Feature Gating
Feature flags can be used to implement targeted rollouts of a feature specific to a subset of users. This feature can be great for A/B testing, but it can also be used to release features to only a subset of customers.
AB Testing
Experiments are needed to create innovative software. Taking feedback and data from the actual audience helps to understand priorities and needs. Using A/B testing, teams can generate this data. A/B testing can be implemented using feature flags, as mentioned above, as well as other ways such as using API gateways that conditionally route traffic to different deployments. By enabling a feature for half a segment of users and disabling the feature for the other half, the business can understand how the two perform against each other for a certain metric.
A/B tests can be implemented to specific segments of audiences, for example, users that live within a particular country or fit a specific user profile.
Infrastructure as code
"Infrastructure as code (IaC) is the managing and provisioning of infrastructure through code instead of through manual processes."
Managing IT infrastructure is a manual process. This includes high overhead costs and communication complexity, creating barriers to innovation without significant investment due to commitment, such as building and maintaining data centres. This also impacts scalability; with manual configuration needed, this creates problems during peak times.
How does infrastructure as code solve these issues, creating a space for innovation? Using cloud computing frees the business from having to build and maintain data centres (and the high costs associated). Before IaC, IT teams would have to manually change configurations to manage infrastructure. Whereas IaC allows your infrastructure‘s configuration to take the form of the code file. This creates benefits such as
- Speed
- Consistency
- Accountability
- Efficiency
- Lower costs
Benefits that can translate to being more flexible and adaptable to changes in consumer demands and changes in the marketplace.
Elastic Scaling
Elastic scaling is the ability to adjust capacity to maintain steady, predictable performance at the lowest cost possible. As mentioned above, this is a manual process with on-premise infrastructure that involves commitment and significant time investments. With the cloud, you can automate this process to adjust capacity as you need it. For example, this would involve large peaks over holiday seasons such as Black Friday or Christmas for the E-commerce industry.
It allows businesses to automatically maintain performance as designed, creating availability during unpredictable times. In addition, there are cost efficiencies through only paying for the resources you need. As demand drops, so does the excess resource capacity to avoid overspending.

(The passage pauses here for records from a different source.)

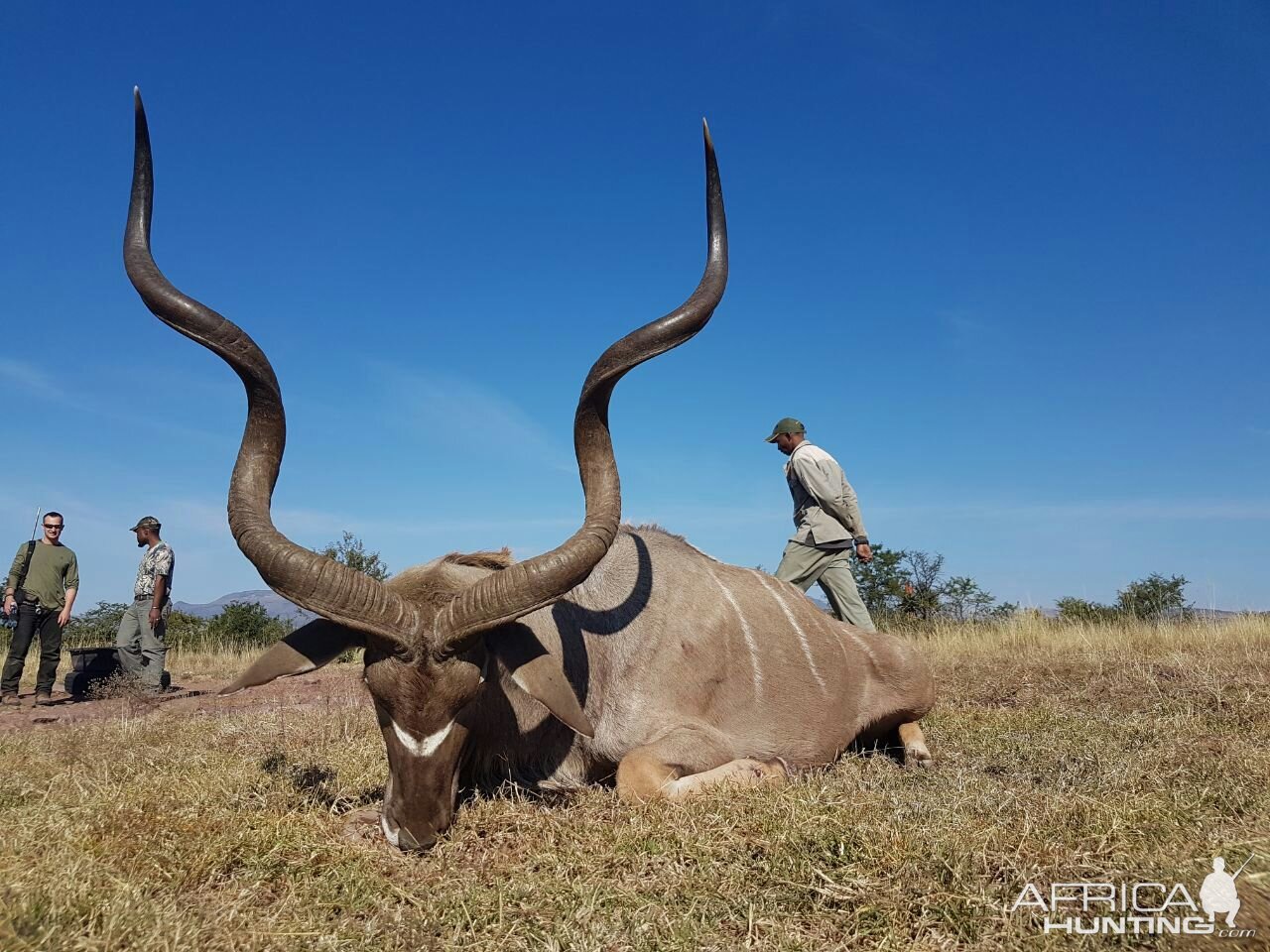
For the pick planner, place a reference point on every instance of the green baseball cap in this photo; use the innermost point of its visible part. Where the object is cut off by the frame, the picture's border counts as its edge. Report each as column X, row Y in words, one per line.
column 788, row 424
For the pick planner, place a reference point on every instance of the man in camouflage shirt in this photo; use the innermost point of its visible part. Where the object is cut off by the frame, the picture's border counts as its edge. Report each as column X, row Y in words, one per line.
column 140, row 642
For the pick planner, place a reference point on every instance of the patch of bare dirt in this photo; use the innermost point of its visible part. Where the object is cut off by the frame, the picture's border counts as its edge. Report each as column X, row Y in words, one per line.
column 190, row 697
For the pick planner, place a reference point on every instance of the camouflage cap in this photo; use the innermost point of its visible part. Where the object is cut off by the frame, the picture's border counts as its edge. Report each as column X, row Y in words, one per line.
column 788, row 424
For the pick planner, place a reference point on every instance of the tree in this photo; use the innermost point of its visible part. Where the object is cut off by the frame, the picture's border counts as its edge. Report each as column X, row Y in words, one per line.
column 352, row 552
column 1153, row 598
column 1079, row 610
column 962, row 601
column 96, row 626
column 921, row 597
column 246, row 624
column 881, row 581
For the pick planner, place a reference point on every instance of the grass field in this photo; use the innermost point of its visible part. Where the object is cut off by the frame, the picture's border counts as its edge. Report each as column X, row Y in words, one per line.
column 1062, row 754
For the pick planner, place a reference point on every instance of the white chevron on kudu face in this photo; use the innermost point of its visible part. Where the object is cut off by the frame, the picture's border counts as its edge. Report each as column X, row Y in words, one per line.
column 422, row 747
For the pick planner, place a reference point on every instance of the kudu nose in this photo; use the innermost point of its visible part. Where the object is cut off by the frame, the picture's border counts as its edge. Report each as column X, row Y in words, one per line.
column 407, row 841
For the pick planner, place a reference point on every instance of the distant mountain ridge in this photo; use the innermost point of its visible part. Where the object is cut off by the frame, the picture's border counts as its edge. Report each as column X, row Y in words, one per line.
column 278, row 607
column 273, row 603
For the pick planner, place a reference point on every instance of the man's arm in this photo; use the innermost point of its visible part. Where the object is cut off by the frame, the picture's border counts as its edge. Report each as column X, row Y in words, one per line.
column 160, row 594
column 64, row 615
column 833, row 494
column 70, row 583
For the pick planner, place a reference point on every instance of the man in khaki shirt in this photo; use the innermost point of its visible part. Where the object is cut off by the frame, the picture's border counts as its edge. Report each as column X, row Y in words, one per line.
column 826, row 525
column 48, row 595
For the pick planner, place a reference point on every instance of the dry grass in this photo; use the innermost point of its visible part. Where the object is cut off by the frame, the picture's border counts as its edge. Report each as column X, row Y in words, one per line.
column 1062, row 754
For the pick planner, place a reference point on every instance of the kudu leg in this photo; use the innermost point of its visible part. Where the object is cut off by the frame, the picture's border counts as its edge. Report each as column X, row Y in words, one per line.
column 916, row 753
column 690, row 762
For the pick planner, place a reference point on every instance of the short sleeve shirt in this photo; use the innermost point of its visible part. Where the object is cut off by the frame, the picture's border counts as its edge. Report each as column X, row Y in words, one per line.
column 158, row 561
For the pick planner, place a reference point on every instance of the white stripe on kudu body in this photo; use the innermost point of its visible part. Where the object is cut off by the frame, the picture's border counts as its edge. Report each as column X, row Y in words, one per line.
column 802, row 636
column 744, row 630
column 423, row 747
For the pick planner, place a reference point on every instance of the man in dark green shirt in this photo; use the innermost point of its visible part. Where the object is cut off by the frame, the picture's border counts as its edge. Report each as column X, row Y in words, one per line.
column 48, row 594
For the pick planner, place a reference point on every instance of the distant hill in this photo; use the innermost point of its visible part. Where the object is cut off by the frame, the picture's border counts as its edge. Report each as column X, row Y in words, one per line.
column 273, row 603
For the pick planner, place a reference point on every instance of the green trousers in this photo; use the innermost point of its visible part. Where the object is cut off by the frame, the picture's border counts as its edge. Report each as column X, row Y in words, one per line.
column 830, row 567
column 140, row 645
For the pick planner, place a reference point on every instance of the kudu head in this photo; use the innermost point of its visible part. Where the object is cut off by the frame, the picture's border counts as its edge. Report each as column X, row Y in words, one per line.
column 425, row 631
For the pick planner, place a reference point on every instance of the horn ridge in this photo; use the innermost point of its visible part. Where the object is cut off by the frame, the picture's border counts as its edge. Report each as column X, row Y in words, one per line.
column 538, row 581
column 309, row 579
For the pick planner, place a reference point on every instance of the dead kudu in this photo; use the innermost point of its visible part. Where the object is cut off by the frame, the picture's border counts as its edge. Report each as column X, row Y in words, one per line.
column 624, row 653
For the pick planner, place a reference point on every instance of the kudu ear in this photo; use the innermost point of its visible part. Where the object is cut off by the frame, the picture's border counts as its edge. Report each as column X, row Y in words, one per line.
column 307, row 649
column 540, row 674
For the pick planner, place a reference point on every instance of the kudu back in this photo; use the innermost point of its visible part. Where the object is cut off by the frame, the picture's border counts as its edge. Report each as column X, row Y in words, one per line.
column 622, row 654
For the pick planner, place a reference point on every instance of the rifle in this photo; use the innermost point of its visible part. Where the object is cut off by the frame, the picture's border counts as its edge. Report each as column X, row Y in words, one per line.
column 26, row 565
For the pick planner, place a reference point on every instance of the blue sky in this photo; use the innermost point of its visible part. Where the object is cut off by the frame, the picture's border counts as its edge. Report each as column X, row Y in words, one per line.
column 1008, row 263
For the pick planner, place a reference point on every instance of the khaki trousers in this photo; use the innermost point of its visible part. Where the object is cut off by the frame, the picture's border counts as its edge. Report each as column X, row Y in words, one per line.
column 140, row 647
column 830, row 567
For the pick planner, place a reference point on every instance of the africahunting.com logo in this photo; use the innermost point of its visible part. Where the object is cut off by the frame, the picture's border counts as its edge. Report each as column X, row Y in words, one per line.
column 1138, row 907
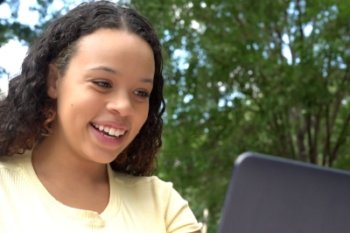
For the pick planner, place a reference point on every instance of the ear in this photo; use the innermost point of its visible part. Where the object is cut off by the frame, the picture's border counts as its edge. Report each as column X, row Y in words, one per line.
column 52, row 82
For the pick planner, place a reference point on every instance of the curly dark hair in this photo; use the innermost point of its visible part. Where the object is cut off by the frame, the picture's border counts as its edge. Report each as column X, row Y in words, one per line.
column 24, row 112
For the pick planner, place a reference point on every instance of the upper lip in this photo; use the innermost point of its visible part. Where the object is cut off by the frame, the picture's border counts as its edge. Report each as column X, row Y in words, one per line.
column 112, row 125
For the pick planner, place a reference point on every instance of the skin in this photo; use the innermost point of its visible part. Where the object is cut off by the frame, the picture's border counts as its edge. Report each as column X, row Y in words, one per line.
column 107, row 83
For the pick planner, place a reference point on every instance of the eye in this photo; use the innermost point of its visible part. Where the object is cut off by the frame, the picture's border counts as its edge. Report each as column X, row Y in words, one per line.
column 142, row 93
column 102, row 83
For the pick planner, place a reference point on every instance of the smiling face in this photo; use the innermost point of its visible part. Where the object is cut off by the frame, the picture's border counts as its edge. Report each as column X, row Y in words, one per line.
column 103, row 96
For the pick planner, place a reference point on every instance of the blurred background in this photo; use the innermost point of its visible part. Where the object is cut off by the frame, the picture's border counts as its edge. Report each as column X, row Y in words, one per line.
column 269, row 76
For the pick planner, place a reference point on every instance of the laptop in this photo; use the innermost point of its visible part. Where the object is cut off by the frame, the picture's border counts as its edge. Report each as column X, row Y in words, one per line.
column 268, row 194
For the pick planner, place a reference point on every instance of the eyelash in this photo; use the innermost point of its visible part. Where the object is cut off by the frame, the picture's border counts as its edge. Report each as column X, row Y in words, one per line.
column 142, row 94
column 102, row 84
column 105, row 84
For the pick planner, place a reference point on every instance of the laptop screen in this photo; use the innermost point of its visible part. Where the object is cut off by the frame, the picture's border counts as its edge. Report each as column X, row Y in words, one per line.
column 268, row 194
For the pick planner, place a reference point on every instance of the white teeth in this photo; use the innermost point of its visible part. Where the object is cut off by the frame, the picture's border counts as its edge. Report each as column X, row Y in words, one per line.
column 110, row 131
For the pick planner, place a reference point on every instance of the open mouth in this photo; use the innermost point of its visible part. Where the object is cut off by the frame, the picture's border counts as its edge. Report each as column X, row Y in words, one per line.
column 108, row 131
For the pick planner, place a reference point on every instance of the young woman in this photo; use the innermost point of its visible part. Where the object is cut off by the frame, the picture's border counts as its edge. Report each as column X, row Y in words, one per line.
column 80, row 128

Visibility is an additional benefit, as a business is able to use the data to understand its performance needs. Helping to understand at what stage innovation is possible and give them the data to stand out in a crowded market space.
Design/Implementation
Modular architecture – localised experiments
Modular Architecture is a way to manage the complexity of a problem by breaking it down into smaller manageable modules. Modular Architecture is a style that helps view the system, not just in layers or services but goes one level below, as parts are split into smaller, physical modules. These modules are confined within the context they are provided.
This style is to create an environment ripe for testing and experiments. Teams can work within closed-off modules to ensure experiments are limited to one environment and don’t impact business as usual, or change code another team may need for their system.
Intelligence gathering baked into architecture and design.
Observability empowers developers to use a data-driven approach across the entire software lifecycle. This enables developers to plan, build and deploy software that underpins great user experiences.
What does this mean in practice, and how does it help innovation? Observability helps improve planning cycle times, decreases change failure rates and increases release frequency. For a business to be successful in innovation, and in performing well against competitors, being able to put releases in the hands of consumers first is a must.
With a data-driven approach, developers, and businesses are able to get past the what, to uncover why. Meaning they can focus on the higher-priority, business-impacting code to get to the solution faster.
Using data and tooling to observe the behaviour of a system, before, during and after development to learn about its patterns helps understand how it will behave in front of its user. This can then improve and impact the way the software behaves with the users. Take, for example, event-driven architecture is when a change in state triggers the creation of an event. These events are detected by one or more event consumers which react accordingly. For example, when an item is added to a customer's cart in an e-commerce platform, an event producer could trigger an event detailing that action. An event consumer, meanwhile, might subscribe to this producer and update the inventory to reflect the change in product availability.
Producers and consumers are managed independently of one another, meaning this decoupled nature enables the development to achieve resilience, scalability and maintenance benefits.
The ability to gather this intelligence from a series of quick experiments enables data-driven decision making, reducing inefficiencies and speculation, and as mentioned above being more efficient.